O ponto é que a legislação brasileira permite o desmatamento de forma legal dentro da Amazônia de até 20% da propriedade, deixando 80% preservado. O pacto, contudo, não faz distinção de desmatamento legal ou ilegal, o que acaba por restringir o uso da terra por parte dos produtores e, de certa forma, se caracterizar por uma prática não concorrencial.
Os governadores dos Estados que fazem parte do bioama Amazônia também não aprovam a moratória da soja. Ao restringir a expansão da atividade em seu território, as empresas acabam por limitar, de uma maneira ou de outra, a arrecadação estadual.
A briga entre Estados e indústrias ficou tão acirrada por conta da moratória que, no ano passado, o governador de Mato Grosso, Mauro Mendes sancionou uma lei aprovada na Assembleia Legislativa do Estado que restringiu a concessão de benefícios fiscais a empresas que aderirem à moratória da soja no estado.
“Nosso país é soberano e nenhuma empresa pode descumprir as nossas leis ambientais, que são as mais restritivas do mundo. Continuaremos sendo o maior produtor de alimentos do Brasil, referência em competitividade, e fazendo tudo isso de forma sustentável”, disse o governador à época.
Contudo, o STF (Supremo Tribunal Federal) suspendeu a lei de Mato Grosso. Em decisão monocrática, o ministro Flávio Dino disse que cada empresa é livre para estabelecer a sua política de compras e não pode ser punida por exercer essa liberdade relacionada ao direito de propriedade.
Na avaliação da bancada ruralista do Congresso, quem também perde é a soberania do Brasil. Uma vez que um mecanismo privado como a moratória da soja imponha critérios mais rígidos que a própria legislação brasileira, a soberania nacional estaria sendo ferida, com a criação de um suposto cartel entre as tradings.

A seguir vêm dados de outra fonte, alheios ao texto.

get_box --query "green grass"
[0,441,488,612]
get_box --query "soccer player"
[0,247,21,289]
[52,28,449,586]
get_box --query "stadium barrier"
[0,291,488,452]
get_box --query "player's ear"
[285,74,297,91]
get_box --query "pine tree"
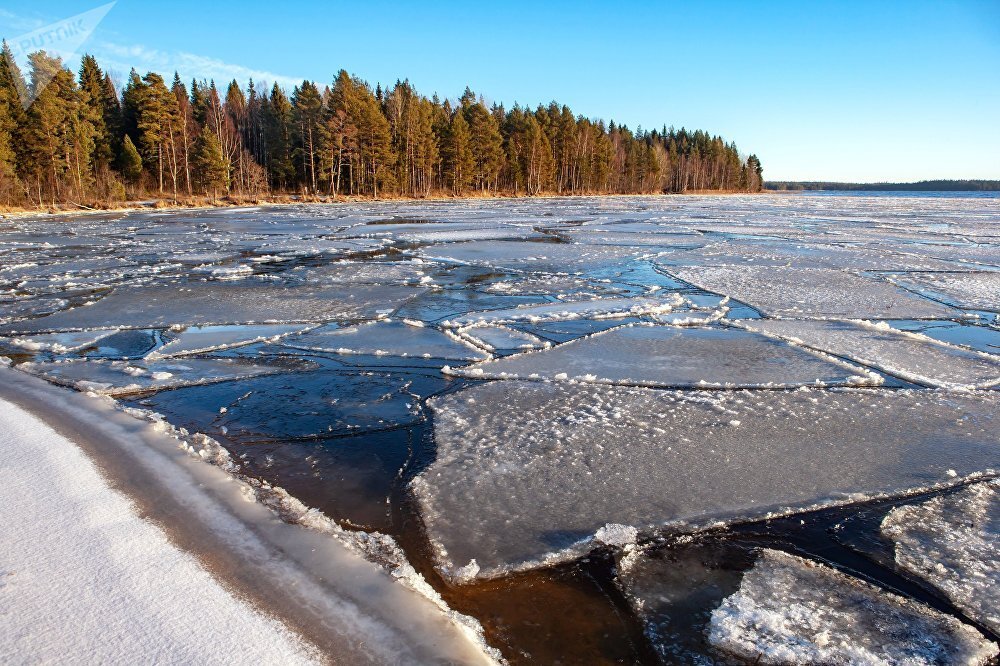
[446,109,476,195]
[292,81,324,193]
[0,41,27,198]
[465,103,504,191]
[118,134,142,185]
[193,125,229,198]
[264,83,295,190]
[80,55,115,176]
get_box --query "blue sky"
[0,0,1000,181]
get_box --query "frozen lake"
[0,194,1000,663]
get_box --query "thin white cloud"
[90,41,302,88]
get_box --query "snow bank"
[0,402,320,664]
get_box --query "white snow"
[0,396,321,664]
[0,370,497,664]
[670,265,961,319]
[882,481,1000,633]
[708,549,998,666]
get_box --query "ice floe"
[149,324,306,358]
[449,325,881,388]
[18,358,300,395]
[285,320,489,360]
[882,481,1000,634]
[670,265,961,319]
[412,382,1000,578]
[708,549,998,666]
[735,319,1000,388]
[443,294,684,327]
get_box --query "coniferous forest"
[0,42,763,207]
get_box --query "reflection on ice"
[671,265,961,319]
[150,324,305,358]
[285,320,489,361]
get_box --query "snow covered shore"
[0,369,500,664]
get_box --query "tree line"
[0,42,763,206]
[764,180,1000,192]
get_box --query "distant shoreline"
[0,190,769,219]
[764,180,1000,192]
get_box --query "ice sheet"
[0,329,117,354]
[18,358,296,395]
[444,294,684,327]
[893,270,1000,312]
[150,324,306,358]
[670,266,961,319]
[449,325,881,388]
[735,319,1000,388]
[882,480,1000,634]
[420,241,648,272]
[285,320,489,361]
[709,549,997,666]
[0,281,420,333]
[456,326,551,351]
[413,381,1000,580]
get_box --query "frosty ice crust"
[285,319,489,361]
[735,319,1000,389]
[448,325,882,388]
[671,265,962,319]
[708,549,998,666]
[413,381,1000,582]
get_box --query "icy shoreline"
[0,368,494,663]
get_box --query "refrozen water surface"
[414,381,1000,580]
[882,481,1000,633]
[451,325,881,388]
[709,550,997,666]
[0,194,1000,663]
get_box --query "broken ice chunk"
[457,326,551,351]
[18,358,296,395]
[708,549,998,666]
[446,294,684,326]
[0,328,118,354]
[892,270,1000,312]
[149,324,306,358]
[736,319,1000,388]
[882,480,1000,633]
[671,266,961,319]
[450,325,881,388]
[413,382,1000,577]
[285,320,489,361]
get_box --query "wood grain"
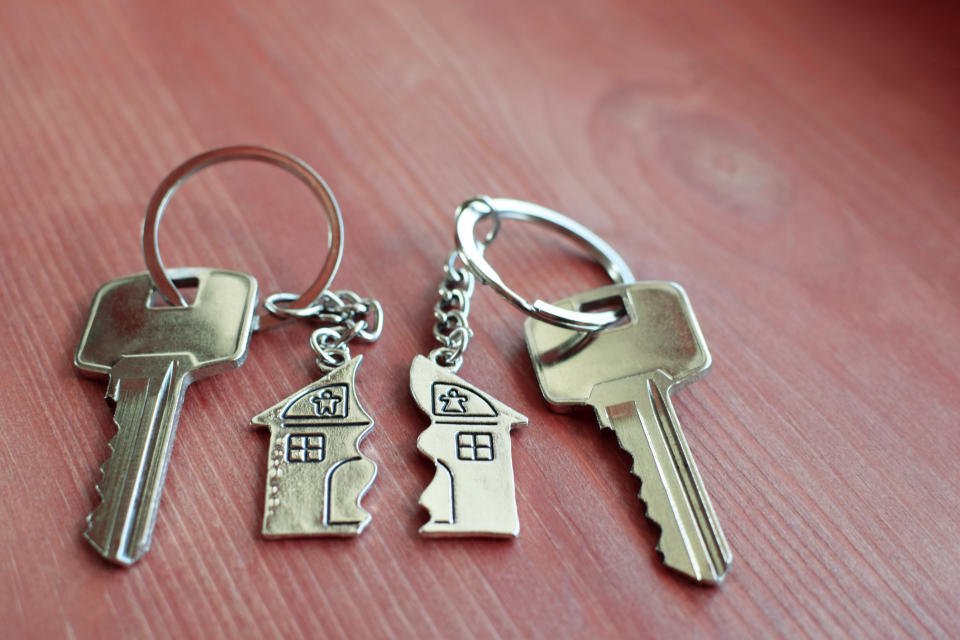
[0,0,960,638]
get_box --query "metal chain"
[430,251,476,373]
[264,289,383,373]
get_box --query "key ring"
[142,145,343,330]
[455,196,634,331]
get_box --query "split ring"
[142,145,343,329]
[455,196,634,331]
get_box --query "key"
[525,282,731,584]
[74,268,257,566]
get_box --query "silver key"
[74,268,257,565]
[525,282,731,583]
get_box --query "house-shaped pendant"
[410,356,527,537]
[252,356,377,537]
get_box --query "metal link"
[430,251,476,373]
[263,289,383,373]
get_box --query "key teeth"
[83,410,138,567]
[621,447,730,585]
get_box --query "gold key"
[525,282,731,583]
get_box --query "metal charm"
[252,356,377,537]
[410,252,527,537]
[410,356,527,537]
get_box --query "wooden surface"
[0,0,960,638]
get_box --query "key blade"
[84,354,194,566]
[589,372,732,584]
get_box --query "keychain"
[74,146,383,566]
[252,291,383,538]
[456,197,732,584]
[410,252,527,537]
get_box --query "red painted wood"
[0,0,960,638]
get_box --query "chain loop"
[263,289,383,373]
[430,251,476,373]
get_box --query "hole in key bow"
[147,278,200,309]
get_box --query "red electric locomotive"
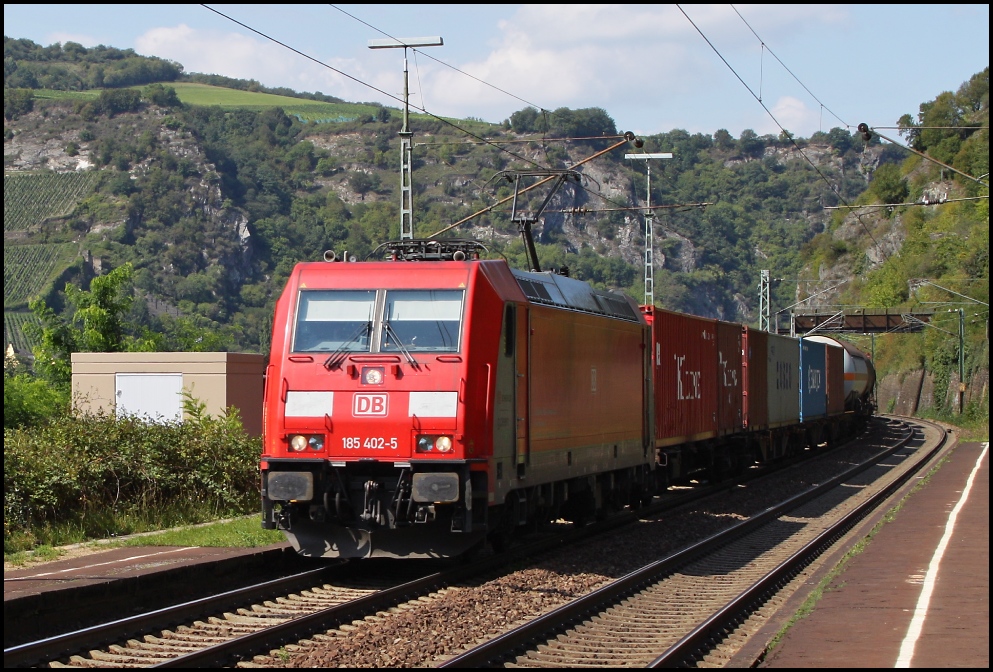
[261,240,656,558]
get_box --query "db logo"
[352,394,388,416]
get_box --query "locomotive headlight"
[417,434,452,453]
[362,366,386,385]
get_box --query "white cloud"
[414,5,846,134]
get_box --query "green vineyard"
[3,171,99,232]
[3,243,77,310]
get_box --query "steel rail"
[3,563,341,667]
[647,420,948,668]
[438,420,913,668]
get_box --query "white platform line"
[893,442,990,667]
[4,546,199,581]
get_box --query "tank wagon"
[260,239,873,558]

Quem ganha com a moratória
A moratória da soja garante às tradings a aceitação da soja brasileira em mercados mais exigentes, como a União Europeia. Alguns países do bloco buscam por produtos livres de desmatamento e aceitam a pagar mais por esse tipo de grão.
Alguns produtores também se beneficiam, especialmente os de maior porte. Com mais recursos e estrutura para comprovar que não houve mais desmatamento em suas propriedades desde julho de 2008, consegue dividir com as tradings parte do prêmio recebido pelos negócios feitos na Europa.
Se parte do Congresso diz que a moratória da soja ataca a soberania nacional, outra parte diz que foi exatamente esse pacto que contribuiu para alavancar a imagem do país no exterior. Em 2018, um relatório do Grupo de Trabalho da Soja (GTS) informou que nos 12 primeiros anos de vigência da moratória, apenas 1,2% do desmatamento ocorrido na Amazônia no período foram decorrentes do plantio de soja.
Entre ganhadores e perdedores, o fato é que a União Europeia está muito longe de ser o grande mercado para a soja brasileira. Se em 2006, quando a moratória da soja foi implementada, o bloco comprava 37,8% da soja exportada pelo Brasil, hoje, esse percentual não chega a 7%.
Além disso, entre 2006 e 2024, as exportações brasileiras de soja passaram de 25 milhões de toneladas para praticamente 99 milhões no ano passado. Nesse mesmo período, as vendas brasileiras para o bloco europeu caíram de 9,4 milhões de toneladas para 6,7 milhões.